Eyal Hareuveni for allaboutjazz
The Berlin-based SternSchuss trio presents its own bold version of free improvisation on its self-produced debut release, SternSchuss No. 1. The trio is comprised of Israeli reed player Anat Cohavi, whose resume includes studies with Israeli saxophonist Albert Beger and composer Slava Ganelin, in Texas and in North India, where she studied the shenai, a traditional wind instrument; German cellist Sebastian Hilken, who has collaborated with such diverse improvisers as Evan Parker, Elliot Sharp, Chris Cutler and DJ Olive; and bassist Klaus Janek, who has studied with seminal bass master Peter Kowald, released the solo bass album Caspar (FMP, 2004), and collaborated with left-of-field improvisers including Agusti Fernandez, Joe Maneri, Wolfgang Fuchs and Borah Bergman.

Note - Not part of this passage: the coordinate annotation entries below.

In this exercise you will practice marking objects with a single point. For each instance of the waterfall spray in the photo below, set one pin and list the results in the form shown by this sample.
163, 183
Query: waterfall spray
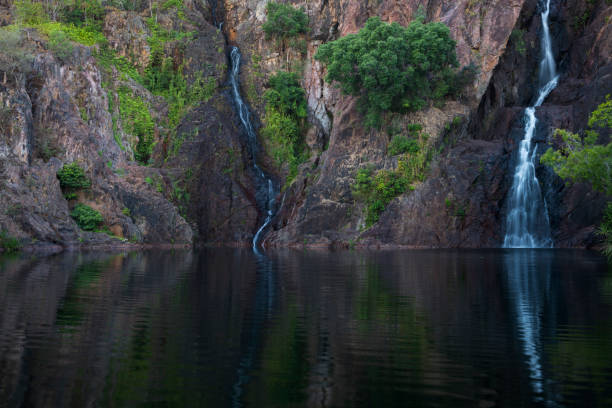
527, 223
265, 187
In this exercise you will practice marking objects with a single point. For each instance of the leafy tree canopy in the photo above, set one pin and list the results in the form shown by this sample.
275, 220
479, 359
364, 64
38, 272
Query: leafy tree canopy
286, 95
284, 21
580, 158
393, 68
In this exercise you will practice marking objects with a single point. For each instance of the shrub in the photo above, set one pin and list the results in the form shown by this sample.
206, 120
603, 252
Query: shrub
137, 121
73, 176
392, 68
378, 189
284, 22
28, 12
16, 57
401, 144
581, 159
9, 244
60, 45
86, 217
284, 121
286, 95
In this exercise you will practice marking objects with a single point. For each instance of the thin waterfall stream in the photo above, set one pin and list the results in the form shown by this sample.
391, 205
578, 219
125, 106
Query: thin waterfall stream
527, 222
266, 192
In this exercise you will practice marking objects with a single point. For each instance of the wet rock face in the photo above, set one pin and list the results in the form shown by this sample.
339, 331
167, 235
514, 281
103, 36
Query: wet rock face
319, 208
503, 39
222, 203
60, 115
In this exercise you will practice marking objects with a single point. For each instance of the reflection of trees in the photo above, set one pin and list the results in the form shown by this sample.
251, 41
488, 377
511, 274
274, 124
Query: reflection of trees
318, 329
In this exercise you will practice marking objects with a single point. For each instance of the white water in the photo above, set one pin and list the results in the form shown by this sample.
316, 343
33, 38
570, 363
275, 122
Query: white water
527, 223
266, 185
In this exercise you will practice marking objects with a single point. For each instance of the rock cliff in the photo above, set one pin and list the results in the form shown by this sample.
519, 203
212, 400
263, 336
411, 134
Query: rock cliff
198, 187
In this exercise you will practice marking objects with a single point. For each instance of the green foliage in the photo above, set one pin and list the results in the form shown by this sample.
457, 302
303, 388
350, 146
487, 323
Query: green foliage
107, 58
137, 121
86, 217
88, 14
284, 22
378, 189
27, 12
16, 56
285, 121
401, 144
8, 243
580, 159
392, 68
605, 230
285, 95
60, 45
73, 176
518, 40
81, 35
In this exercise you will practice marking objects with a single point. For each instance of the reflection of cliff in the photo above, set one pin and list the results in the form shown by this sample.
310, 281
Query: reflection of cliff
322, 329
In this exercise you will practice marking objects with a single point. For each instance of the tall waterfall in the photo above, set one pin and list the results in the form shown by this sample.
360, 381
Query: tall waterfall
527, 223
265, 187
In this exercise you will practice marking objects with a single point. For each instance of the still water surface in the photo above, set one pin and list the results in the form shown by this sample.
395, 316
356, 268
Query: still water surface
229, 328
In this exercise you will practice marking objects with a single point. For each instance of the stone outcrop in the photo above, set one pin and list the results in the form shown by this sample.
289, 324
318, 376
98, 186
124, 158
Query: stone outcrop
200, 187
462, 202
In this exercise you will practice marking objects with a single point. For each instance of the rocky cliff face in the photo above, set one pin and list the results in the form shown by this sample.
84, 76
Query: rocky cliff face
200, 188
461, 204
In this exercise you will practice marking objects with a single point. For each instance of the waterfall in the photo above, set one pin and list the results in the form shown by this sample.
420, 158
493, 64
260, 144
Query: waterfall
265, 187
527, 223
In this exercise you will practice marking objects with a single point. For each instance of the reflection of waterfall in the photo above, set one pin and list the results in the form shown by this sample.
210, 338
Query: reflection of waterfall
529, 284
265, 298
527, 223
265, 187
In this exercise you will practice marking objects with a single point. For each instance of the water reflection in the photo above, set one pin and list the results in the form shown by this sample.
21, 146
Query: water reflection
529, 280
260, 313
230, 328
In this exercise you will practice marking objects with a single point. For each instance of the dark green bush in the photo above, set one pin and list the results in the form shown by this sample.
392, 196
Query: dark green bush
581, 159
378, 189
86, 217
393, 68
73, 176
285, 95
285, 120
60, 45
401, 144
9, 244
284, 21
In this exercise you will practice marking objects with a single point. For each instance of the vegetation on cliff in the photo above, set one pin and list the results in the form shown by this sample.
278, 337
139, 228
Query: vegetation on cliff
377, 189
285, 120
581, 159
86, 217
285, 23
395, 68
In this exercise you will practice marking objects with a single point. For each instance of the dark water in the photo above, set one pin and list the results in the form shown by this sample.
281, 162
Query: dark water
223, 328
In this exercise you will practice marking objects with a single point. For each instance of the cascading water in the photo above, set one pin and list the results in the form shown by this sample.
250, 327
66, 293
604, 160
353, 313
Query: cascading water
265, 187
527, 223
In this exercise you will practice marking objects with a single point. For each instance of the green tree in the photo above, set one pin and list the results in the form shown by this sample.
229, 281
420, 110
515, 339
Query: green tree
581, 159
15, 57
60, 44
286, 96
285, 119
73, 176
393, 68
86, 217
284, 22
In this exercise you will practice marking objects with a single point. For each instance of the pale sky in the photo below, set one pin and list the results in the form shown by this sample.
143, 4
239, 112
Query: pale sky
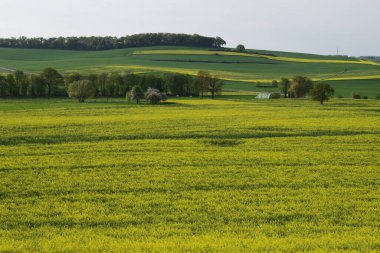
311, 26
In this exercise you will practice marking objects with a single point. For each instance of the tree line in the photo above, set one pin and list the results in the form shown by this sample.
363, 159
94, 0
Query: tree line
105, 43
51, 83
301, 86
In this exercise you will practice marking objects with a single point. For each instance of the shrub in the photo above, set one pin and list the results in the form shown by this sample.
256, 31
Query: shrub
240, 48
136, 94
275, 95
81, 90
155, 96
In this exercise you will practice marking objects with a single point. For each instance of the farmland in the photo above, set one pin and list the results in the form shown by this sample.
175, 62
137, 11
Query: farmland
189, 175
239, 70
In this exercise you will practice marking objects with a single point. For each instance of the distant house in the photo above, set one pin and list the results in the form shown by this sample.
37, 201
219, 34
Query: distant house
268, 95
264, 95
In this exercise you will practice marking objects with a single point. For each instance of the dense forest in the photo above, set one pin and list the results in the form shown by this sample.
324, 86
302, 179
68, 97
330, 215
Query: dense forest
105, 43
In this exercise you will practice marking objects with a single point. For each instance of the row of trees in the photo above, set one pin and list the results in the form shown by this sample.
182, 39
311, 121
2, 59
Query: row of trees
104, 43
50, 83
300, 86
19, 84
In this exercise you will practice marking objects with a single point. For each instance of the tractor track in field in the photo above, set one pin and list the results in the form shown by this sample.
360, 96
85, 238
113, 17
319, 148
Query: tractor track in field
7, 69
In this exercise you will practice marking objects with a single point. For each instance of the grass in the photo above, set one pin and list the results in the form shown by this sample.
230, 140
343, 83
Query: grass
192, 176
239, 70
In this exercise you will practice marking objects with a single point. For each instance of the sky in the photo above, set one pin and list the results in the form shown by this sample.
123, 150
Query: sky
309, 26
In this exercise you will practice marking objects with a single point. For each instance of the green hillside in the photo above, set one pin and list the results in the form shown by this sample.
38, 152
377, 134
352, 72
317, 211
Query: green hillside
240, 70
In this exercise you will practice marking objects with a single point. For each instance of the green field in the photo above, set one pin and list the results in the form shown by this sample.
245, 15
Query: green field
242, 69
189, 176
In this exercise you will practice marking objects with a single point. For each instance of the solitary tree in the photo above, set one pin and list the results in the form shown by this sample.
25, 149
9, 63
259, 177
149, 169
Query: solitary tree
215, 86
154, 96
136, 94
240, 48
300, 86
285, 85
51, 78
322, 92
202, 82
21, 83
81, 90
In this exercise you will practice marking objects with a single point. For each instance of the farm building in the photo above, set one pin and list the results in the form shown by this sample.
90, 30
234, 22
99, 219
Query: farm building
263, 95
268, 95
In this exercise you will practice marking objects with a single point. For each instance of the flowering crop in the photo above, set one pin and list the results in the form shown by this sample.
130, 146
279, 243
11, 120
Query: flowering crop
193, 175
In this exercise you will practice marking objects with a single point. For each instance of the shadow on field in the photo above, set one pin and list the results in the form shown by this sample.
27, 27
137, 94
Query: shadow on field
218, 139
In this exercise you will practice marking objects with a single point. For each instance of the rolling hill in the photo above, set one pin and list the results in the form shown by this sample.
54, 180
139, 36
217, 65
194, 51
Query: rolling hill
241, 71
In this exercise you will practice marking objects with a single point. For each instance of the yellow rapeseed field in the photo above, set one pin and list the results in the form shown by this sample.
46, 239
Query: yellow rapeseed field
190, 175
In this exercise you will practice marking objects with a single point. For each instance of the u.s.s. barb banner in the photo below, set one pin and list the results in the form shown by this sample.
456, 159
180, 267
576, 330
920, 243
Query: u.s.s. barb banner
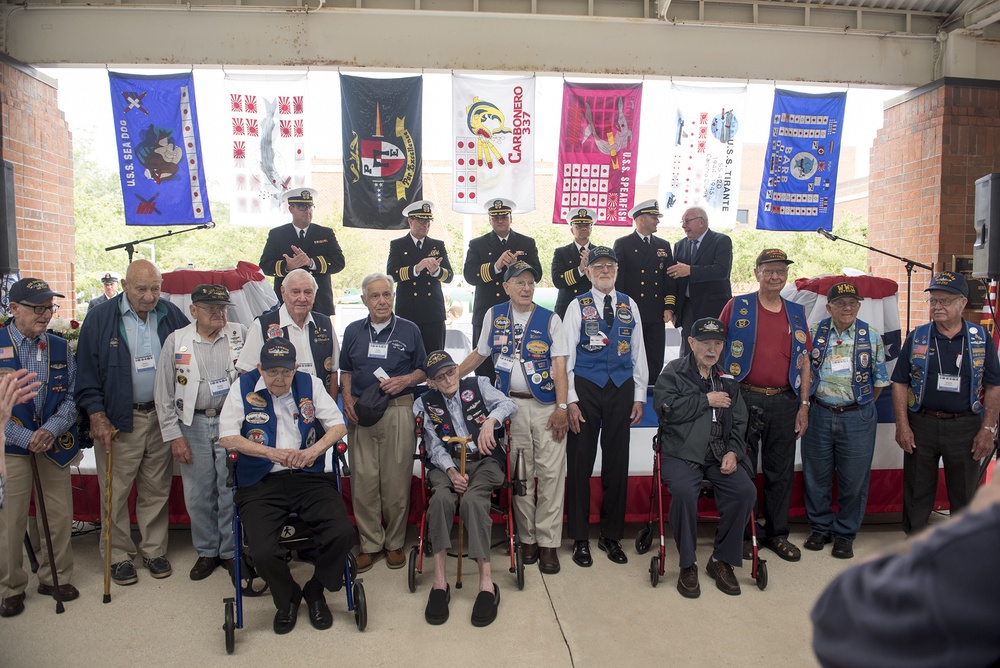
382, 149
708, 151
799, 185
268, 144
598, 151
159, 149
493, 144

The ten improvisations seek to find common language through a restless and intense search for changing timbral ambience and colors. Quite often, these improvisations stress the immediate contact with the wood of the cello and double-bass, and the typically dark sounds of the bass clarinet. At other times, the improvisations are enhanced by the use of found objects on the instruments, as well as various effects and electronics. Such close interplay demands a rich and unorthodox vocabulary on each of the trio members’ instruments, as in the use of bows by both Hilken and Janek as percussive additions, or the sustained vibrating sound of Cohavi’s reed instruments, which sometimes references Indian-tinged cyclical sonorities. And the trio’s ingrained ability to re-form, re-address and abstract the continuously flowing interplay with fresh ideas and gestures is something that can only be developed through long and tasking democratic collaboration. This band demonstrates here that it has already gained such a unique interplay.

On some of the improvisations, beneath the jangled and disjointed interplay surprising early influences can be unearthed, such as swing jazz on “Part C.” On “Part E,” you can sense the enormous debt to the late Kowald’s inventive ways of attacking the double-bass, which also resonates with traditional string instruments. Other improvisations, such as “Part F” and “Part G,” begin with strange and abstract sounds that are patiently woven into a loose narrative. Improvisations “Part H” and “Part I” are of the busier kind, and emphasize the playful side of the trio.